Price envisioned that Dow Jones shareholders would receive one share of the new company--called perhaps Dow Post or, amusingly, Post Dow--for every seven shares of Dow Jones they owned. Given the Post's stock price at the time, about $350, that would make the effective buyout price of Dow Jones about $50 per share--a premium of roughly 25% over Dow Jones' then share price of $40. Washington Post shares would automatically be converted into the new company on a one-for-one basis. Washington Post management, i.e., Donald Graham--who knows Peter Kann from their days at the Harvard Crimson--and Post president Alan Spoon would run the combined company.

Next, Franklin Mutual would put $500 million into the new company in exchange for 1.4 million shares, in addition to the shares it would receive in exchange for its Dow Jones shares. Buffett would also pony up $500 million for 1.4 million shares. And Buffett would throw in the Buffalo News for an additional 1.4 million shares. Okay, question: Why would this company need an additional $500 million of Berkshire's capital when it already has plenty? "One reason is because it would look good to Wall Street to have Buffett involved," admits Price. And what would Buffett's (and Price's) capital be used for? Surprisingly, Price says, the Markets unit. "First of all, this business needs creative management," he says. "But after that it needs capital. We would fix it up first, then sell it. Either the whole thing or maybe 80%."

It's hard to fathom, though, Buffett putting a red cent into Markets. Dow Jones bought this business piecemeal in the 1980s for some $1.6 billion. In a 1989 tender offer, Dow Jones projected that the business would have net income of some $300 million in 1997. In fact, analysts now believe it will record a small loss this year. "I think the Telerate business is worth $20 million less every week," admits Price, who thinks Dow Jones could get no more than $500 million for it.

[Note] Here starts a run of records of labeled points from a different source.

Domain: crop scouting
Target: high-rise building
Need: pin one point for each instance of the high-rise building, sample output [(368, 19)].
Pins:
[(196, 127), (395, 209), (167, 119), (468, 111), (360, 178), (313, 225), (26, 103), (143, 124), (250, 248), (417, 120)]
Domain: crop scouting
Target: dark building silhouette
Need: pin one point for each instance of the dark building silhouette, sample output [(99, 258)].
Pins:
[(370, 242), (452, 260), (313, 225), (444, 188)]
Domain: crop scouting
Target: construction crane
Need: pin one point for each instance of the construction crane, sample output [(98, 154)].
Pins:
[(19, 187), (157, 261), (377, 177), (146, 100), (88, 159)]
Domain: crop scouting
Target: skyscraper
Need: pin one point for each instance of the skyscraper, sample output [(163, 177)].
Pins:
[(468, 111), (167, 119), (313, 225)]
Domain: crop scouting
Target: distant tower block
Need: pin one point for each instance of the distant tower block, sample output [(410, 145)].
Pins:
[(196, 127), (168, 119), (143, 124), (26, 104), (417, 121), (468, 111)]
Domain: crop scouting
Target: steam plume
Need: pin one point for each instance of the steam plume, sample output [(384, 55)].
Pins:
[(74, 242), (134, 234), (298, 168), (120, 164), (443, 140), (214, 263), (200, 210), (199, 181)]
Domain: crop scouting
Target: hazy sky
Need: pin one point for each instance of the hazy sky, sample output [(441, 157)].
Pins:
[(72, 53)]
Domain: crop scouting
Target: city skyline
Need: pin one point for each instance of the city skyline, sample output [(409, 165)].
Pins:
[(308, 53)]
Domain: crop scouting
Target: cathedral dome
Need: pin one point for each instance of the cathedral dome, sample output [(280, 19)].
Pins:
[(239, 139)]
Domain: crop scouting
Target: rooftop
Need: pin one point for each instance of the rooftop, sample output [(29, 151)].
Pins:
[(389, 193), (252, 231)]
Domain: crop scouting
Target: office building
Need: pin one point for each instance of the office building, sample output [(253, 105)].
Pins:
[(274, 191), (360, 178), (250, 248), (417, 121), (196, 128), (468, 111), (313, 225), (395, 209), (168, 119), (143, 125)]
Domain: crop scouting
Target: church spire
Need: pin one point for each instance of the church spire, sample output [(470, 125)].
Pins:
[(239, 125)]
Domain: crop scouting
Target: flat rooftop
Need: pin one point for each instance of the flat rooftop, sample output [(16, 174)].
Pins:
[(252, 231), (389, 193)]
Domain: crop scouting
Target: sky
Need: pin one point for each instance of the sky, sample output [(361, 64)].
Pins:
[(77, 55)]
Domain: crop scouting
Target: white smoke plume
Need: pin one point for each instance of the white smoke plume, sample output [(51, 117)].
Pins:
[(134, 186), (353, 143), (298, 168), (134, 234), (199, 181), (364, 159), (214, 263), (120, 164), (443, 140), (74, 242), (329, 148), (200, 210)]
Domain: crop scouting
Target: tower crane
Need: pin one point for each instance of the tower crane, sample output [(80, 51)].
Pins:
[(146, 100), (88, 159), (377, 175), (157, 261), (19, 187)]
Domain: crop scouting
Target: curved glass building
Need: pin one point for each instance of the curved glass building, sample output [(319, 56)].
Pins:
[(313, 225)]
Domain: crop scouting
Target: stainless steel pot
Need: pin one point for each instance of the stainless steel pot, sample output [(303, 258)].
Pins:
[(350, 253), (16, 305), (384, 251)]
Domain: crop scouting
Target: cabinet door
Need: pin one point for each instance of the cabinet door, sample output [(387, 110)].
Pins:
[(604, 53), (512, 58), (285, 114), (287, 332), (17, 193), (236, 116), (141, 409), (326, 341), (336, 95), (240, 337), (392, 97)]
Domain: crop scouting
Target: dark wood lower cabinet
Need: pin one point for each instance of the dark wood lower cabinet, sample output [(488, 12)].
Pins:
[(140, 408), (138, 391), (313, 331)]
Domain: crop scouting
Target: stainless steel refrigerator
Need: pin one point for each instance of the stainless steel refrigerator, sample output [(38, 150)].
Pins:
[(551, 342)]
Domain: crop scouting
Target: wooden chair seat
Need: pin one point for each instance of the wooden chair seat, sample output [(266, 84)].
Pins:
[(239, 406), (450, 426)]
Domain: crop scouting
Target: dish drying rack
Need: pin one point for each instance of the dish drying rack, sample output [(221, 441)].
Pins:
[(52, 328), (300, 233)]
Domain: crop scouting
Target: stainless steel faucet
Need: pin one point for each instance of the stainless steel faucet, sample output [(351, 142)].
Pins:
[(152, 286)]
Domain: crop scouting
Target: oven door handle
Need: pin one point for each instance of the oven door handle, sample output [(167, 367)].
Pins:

Buffett would be asked to participate in the company in another way. As an additional incentive to the Bancroft and Graham families, they would also be allowed to swap their new stock for shares of Berkshire Hathaway. In return, Berkshire would receive more stock in the new company. The idea is that some of the Bancrofts, in particular, might want to diversify their holdings into Berkshire stock, which is in a sense a holding company that owns a number of America's best-managed companies. But for this to happen, Buffett would have to like the stock of the new company more than he likes Berkshire Hathaway stock, which is another leap.

Price's plan dangles yet another inducement before the Bancrofts, particularly those members of the family who are yield-conscious. Should they choose, they could elect to be paid in convertible preferred stock issued by the new company yielding, say, 6%. In short, Bancroft family members could take either common stock, convertible preferred, or Berkshire shares--or presumably some sort of combination.

Clearly Price's plan is a rough one, with many wrinkles that would need to be ironed out. Price himself emphasizes that it is a framework. "But maybe someone will get interested," he says. The way things are going at Dow Jones, that's a real possibility. Fully 39% of the earnings in Dow Jones' third quarter came from a one-time gain, the licensing of the Dow Jones name for the trading of options and futures. Dow Jones stock has actually matched the market this year, but much of that gain reflects anticipation that the company will do something--anything--to solve the Markets problem and demonstrate that it has an effective plan to grow the company going forward. If Peter Kann doesn't show that his plan will work soon, then Michael Price's proposal will start to look less like a pipe dream and more like a bona fide option.